一九三一年生まれ。東京女子医科大学、東京大学大学院(医学博士)・カリフォルニア大学大学院(家政学部M.S.)。女子栄養大学・女子栄養大学短期大学部学長、香川栄養専門学校校長。「食に関する指導の充実のための取組体制の整備に関する調査研究協力者会議」の座長として栄養教諭(仮称)の設立に尽力。二〇〇三年六月から中央教育審議会臨時委員(スポーツ・青少年分科会)。食の教育推進協議会代表。主な著書に「市販加工食品成分表」(編、女子栄養大学出版部)、「四群点数法」(臨床栄養第八十七巻第五号医歯薬出版)、「人生あせることはない」(毎日新聞社)、「食餌・栄養からみた子どもの世界」(小児看護へるす出版)、「栄養士・管理栄養士まるごとガイド」(ミネルヴァ書房)ほか多数がある。

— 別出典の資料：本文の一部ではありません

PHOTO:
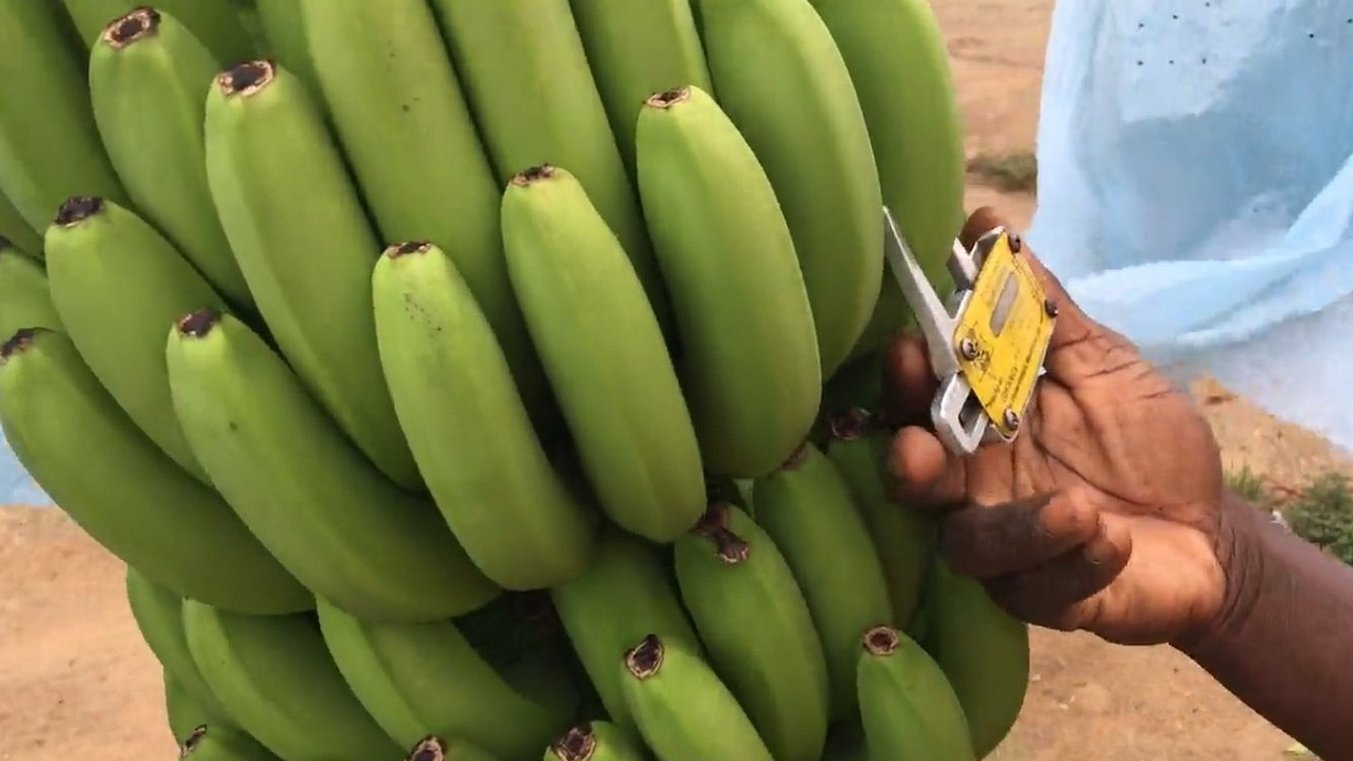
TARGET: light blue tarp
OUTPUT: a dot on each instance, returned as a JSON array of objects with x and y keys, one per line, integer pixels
[
  {"x": 1195, "y": 192},
  {"x": 1196, "y": 188}
]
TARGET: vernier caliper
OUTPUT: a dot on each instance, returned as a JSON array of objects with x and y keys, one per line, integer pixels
[{"x": 987, "y": 343}]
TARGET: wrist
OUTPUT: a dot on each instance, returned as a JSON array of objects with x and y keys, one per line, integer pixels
[{"x": 1240, "y": 546}]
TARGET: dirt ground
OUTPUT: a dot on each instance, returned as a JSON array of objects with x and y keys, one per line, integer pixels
[{"x": 76, "y": 681}]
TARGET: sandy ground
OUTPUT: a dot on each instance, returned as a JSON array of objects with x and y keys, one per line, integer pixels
[{"x": 76, "y": 681}]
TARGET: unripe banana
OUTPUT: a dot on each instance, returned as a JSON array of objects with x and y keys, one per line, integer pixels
[
  {"x": 49, "y": 142},
  {"x": 526, "y": 80},
  {"x": 781, "y": 79},
  {"x": 908, "y": 708},
  {"x": 468, "y": 428},
  {"x": 158, "y": 615},
  {"x": 900, "y": 67},
  {"x": 604, "y": 354},
  {"x": 682, "y": 707},
  {"x": 183, "y": 712},
  {"x": 594, "y": 741},
  {"x": 809, "y": 513},
  {"x": 148, "y": 83},
  {"x": 904, "y": 538},
  {"x": 119, "y": 286},
  {"x": 846, "y": 738},
  {"x": 399, "y": 113},
  {"x": 326, "y": 513},
  {"x": 637, "y": 48},
  {"x": 629, "y": 572},
  {"x": 217, "y": 742},
  {"x": 25, "y": 293},
  {"x": 284, "y": 33},
  {"x": 426, "y": 679},
  {"x": 750, "y": 364},
  {"x": 214, "y": 22},
  {"x": 119, "y": 488},
  {"x": 433, "y": 748},
  {"x": 299, "y": 233},
  {"x": 751, "y": 616},
  {"x": 982, "y": 650},
  {"x": 16, "y": 230},
  {"x": 278, "y": 681}
]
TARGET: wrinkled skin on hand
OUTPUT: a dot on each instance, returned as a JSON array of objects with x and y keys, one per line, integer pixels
[{"x": 1103, "y": 515}]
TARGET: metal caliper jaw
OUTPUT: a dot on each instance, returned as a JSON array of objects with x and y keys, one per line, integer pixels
[{"x": 958, "y": 416}]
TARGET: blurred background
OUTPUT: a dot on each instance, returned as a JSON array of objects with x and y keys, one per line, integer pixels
[{"x": 1183, "y": 167}]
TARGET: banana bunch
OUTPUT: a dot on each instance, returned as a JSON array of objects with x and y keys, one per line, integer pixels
[{"x": 493, "y": 381}]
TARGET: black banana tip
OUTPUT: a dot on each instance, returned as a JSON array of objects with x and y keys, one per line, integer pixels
[
  {"x": 533, "y": 175},
  {"x": 850, "y": 424},
  {"x": 667, "y": 98},
  {"x": 248, "y": 77},
  {"x": 646, "y": 658},
  {"x": 138, "y": 23},
  {"x": 715, "y": 527},
  {"x": 199, "y": 322},
  {"x": 192, "y": 741},
  {"x": 430, "y": 748},
  {"x": 407, "y": 247},
  {"x": 881, "y": 641},
  {"x": 77, "y": 209},
  {"x": 18, "y": 343},
  {"x": 578, "y": 744}
]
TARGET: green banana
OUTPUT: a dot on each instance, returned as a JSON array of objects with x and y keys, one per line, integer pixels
[
  {"x": 751, "y": 615},
  {"x": 637, "y": 48},
  {"x": 681, "y": 706},
  {"x": 16, "y": 230},
  {"x": 750, "y": 363},
  {"x": 497, "y": 490},
  {"x": 904, "y": 538},
  {"x": 278, "y": 681},
  {"x": 629, "y": 572},
  {"x": 148, "y": 83},
  {"x": 525, "y": 73},
  {"x": 982, "y": 650},
  {"x": 398, "y": 109},
  {"x": 433, "y": 748},
  {"x": 284, "y": 35},
  {"x": 181, "y": 710},
  {"x": 118, "y": 286},
  {"x": 158, "y": 615},
  {"x": 214, "y": 22},
  {"x": 808, "y": 511},
  {"x": 594, "y": 741},
  {"x": 900, "y": 67},
  {"x": 604, "y": 354},
  {"x": 908, "y": 707},
  {"x": 25, "y": 294},
  {"x": 846, "y": 738},
  {"x": 305, "y": 490},
  {"x": 298, "y": 229},
  {"x": 215, "y": 742},
  {"x": 121, "y": 489},
  {"x": 49, "y": 142},
  {"x": 781, "y": 79},
  {"x": 426, "y": 679}
]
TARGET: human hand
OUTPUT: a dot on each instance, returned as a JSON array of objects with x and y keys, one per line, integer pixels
[{"x": 1104, "y": 513}]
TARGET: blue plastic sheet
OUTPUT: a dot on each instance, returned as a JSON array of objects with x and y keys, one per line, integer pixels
[{"x": 1196, "y": 188}]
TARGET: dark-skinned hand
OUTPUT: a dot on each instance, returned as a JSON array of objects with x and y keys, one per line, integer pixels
[{"x": 1106, "y": 511}]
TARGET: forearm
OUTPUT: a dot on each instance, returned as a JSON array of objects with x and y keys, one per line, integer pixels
[{"x": 1284, "y": 643}]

求められる「健康」に食・医療・福祉・教育からアプローチ

本紙 いま、大きな関心を集めている「食育」についてお教えください。 香川芳子学長(以下敬称略) 「食べる」ということが、昔と比べて、大きく変化している、そんな社会だからこそ「食育」が必要になっています。

 哺乳動物である私たち人間は、自分で自分の餌を取り、身体を支えるだけの物を食べなければいけません。そのために、人間は周辺にあった物を手に入れて食べてきました。それが食べられるものかどうか、身体にいいものかどうかを判断しながら、基本的にはエネルギーの高い糖質や脂質を上手に選んで食べて生きてきたのです。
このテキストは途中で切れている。